Inhibition of miR-335-5p induces the migration and invasion of gastric cancer cells

To further confirm that miR-335-5p acts as a tumor suppressor, its effects on the invasion of MKN-28 and SGC-7901 cells were evaluated by a Transwell invasion assay and wound-healing assay. In the wound-healing assay, migration was slower in the miR-335-5p-transfected cells than in un-transfected cells. Over time, the difference in the metastasis rate between the two groups increased (Fig. 3a). In the Transwell invasion assay, the transfection of cells with miR-335-5p mimics significantly impaired invasion compared to that in the miR-335-5p-ctrl group in MKN-28 and SGC-7901 cells. In contrast, the knockdown of miR-335-5p enhanced GC cell invasion. When transfected with the mir-335-5p inhibitor, the MKN-28 and SGC-7901 cell invasion rates increased significantly (Fig. 3b). These results support the hypothesis that miR-335-5p contributes to the suppression of invasion and metastasis. To investigate the mechanisms underlying the roles of miR-335-5p in apoptosis and cell cycle progression, we measured the expression levels of apoptosis- and cell cycle-related proteins in GC cells. The transfection of MKN-28/SGC-7901 cells with MiR-335 downregulated CDK6, CDK4, CyclinD1, and BCL-2 and upregulated the expression of BAX. The overexpression of miR-335-5p reduced the expression levels of vimentin and β-catenin, and significantly increased E-cadherin levels in MKN-28 and SGC-7901 cells.
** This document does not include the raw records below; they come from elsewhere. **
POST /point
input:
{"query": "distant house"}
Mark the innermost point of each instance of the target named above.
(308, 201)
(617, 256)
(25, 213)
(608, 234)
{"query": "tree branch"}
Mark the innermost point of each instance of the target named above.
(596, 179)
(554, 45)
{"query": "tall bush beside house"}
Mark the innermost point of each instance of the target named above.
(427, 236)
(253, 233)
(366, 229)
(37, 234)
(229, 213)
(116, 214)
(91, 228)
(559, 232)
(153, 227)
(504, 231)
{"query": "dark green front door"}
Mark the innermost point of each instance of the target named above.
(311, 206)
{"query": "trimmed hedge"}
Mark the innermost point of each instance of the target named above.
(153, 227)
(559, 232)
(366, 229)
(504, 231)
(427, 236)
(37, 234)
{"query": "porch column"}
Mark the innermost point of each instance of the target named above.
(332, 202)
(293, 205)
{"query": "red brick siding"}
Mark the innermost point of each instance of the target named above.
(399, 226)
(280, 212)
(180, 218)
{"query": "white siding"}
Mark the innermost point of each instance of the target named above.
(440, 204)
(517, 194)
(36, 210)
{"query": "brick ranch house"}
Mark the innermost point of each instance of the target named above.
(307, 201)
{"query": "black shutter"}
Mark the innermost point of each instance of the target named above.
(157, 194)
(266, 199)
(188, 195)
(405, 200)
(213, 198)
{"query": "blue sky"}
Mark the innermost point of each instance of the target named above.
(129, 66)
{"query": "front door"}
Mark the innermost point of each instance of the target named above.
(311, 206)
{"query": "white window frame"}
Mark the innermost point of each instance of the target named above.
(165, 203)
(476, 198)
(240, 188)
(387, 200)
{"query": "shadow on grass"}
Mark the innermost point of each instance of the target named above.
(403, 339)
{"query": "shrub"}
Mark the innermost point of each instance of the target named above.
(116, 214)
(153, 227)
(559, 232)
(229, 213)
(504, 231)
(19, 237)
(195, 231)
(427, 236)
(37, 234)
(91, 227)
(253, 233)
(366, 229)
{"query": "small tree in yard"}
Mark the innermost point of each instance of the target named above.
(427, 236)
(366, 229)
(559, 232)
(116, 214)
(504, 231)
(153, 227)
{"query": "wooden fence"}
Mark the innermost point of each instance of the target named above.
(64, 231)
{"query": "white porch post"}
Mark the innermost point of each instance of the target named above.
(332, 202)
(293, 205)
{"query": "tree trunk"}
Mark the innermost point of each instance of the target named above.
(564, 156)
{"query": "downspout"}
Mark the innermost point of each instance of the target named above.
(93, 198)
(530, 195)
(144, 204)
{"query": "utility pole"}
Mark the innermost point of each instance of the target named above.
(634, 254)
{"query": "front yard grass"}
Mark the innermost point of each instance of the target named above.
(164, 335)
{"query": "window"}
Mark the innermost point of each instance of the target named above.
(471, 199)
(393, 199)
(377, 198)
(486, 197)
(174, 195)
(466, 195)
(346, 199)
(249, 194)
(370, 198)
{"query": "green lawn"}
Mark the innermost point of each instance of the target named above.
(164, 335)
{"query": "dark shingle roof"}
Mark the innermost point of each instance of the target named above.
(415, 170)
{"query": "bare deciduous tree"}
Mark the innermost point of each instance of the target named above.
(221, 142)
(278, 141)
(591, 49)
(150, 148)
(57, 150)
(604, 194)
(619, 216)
Our results showed that the silencing of miR-355-5p significantly increased the relative expression levels of vimentin and β-catenin and decreased E-cadherin expression, comparable with the effects of miR-355-5p overexpression in MKN-28 and SGC-7901 cells (Fig. 3c). These results suggest that mir-335-5p is involved in the progression, migration, and invasion of GCs.

Fig. 3
figure 3

miR-335-5p inhibited the migration and invasion of MKN-28 and SGC-7901 cells. a Scratch wound-healing assays of MKN-28 and SGC-7901 cells after treatment with miR-335-5p inhibitor-ctrl, inhibitor, miR-ctrl, or miR-335-5p mimics. b Transwell analysis of MKN-28 and SGC-7901 cells after transfection with miR-335-5p mimics, inhibitor, or their respective controls. c Western blot analysis of CDK6, CDK4, CyclinD1, BCL-2, BAX, E-cadherin, Vimentin, and β-catenin expression in MKN-28 and SGC-7901 cells transfected with miR-335-5p, inhibitor, or their respective controls

MAPK10 is a direct functional target of miR-335-5p in GC cells

miRNA target prediction algorithms were used to search for potential miR-335-5p target genes. Levels of MAPK10 and mir-335-5p expression in GC based on TCGA data showed a negative correlation (P < 0.001; Fig. 4a). MAPK10 had a potential miR-335-5p-binding site in the 3′-UTR and therefore was selected as a candidate target. To determine whether MAPK10 was directly targeted by miR-335-5p, we subcloned 3′-UTR MAPK10 fragments including wild-type (MAPK10-WT) and mutant (MAPK10-MUT) miR-335-5p-binding sites into the pmiRGLO dual-luciferase reporter vector (Fig. 4b). Pre-miR-335 and MAPK10-WT- or MUT-3′-UTR vectors were co-transfected into HEK293 cells. The relative luciferase activity of the MAPK10-WT pmirGLO-3-UTR vector was significantly reduced in miR-335-overexpressing HEK293 cells. As expected, miR-335-5p failed to inhibit the luciferase activity of the MAPK10-MUT pmirGLO-3′-UTR vector, indicating that miR-335-5p binds directly to the 3′-UTR of MAPK10 (Fig. 4c). qRT-PCR was used to verify the relationship between miR-335-5p and MAPK10. The mRNA levels of MAPK10 decreased significantly by miR-335 mimics and increased by miR-335 inhibitors in MKN-28 and SGC-7901 cells (Fig. 4d). The protein levels of MAPK10 decreased significantly by miR-335 mimics and increased by miR-335 inhibitors in MKN-28 and SGC-7901 cells (Fig. 4e). These findings demonstrated that miR-335-5p could directly target MAPK10 and suppress its expression in GC cells.

Fig. 4
figure 4

MAPK10 is a direct target of miR-335-5p in gastric cancer cell lines. a Correlation between MAPK10 expression and miR-335-5p expression in gastric cancer based on TCGA data. b A luciferase assay was performed using HEK293 cells in which miR-335 was co-transfected with the pGLO-MAPK10 wild-type or pGLO-MAPK10 mutant vector. c miR-335-5p is highly conserved across species and has binding sites within the 3′-UTR of human MAPK10. d mRNA expression levels of MAPK10 were measured by qRT-PCR after transfection with miR-335-5p mimics, miR-335-5p inhibitor, or their negative controls in MKN-28 and SGC-7901 cells. e Protein expression levels of MAPK10 were measured by western blotting after transfection with miR-335-5p mimics, miR-335-5p inhibitor, or their respectively negative controls in MKN-28 and SGC-7901 cells (*P < 0.05, **P < 0.01, and ***P < 0.005)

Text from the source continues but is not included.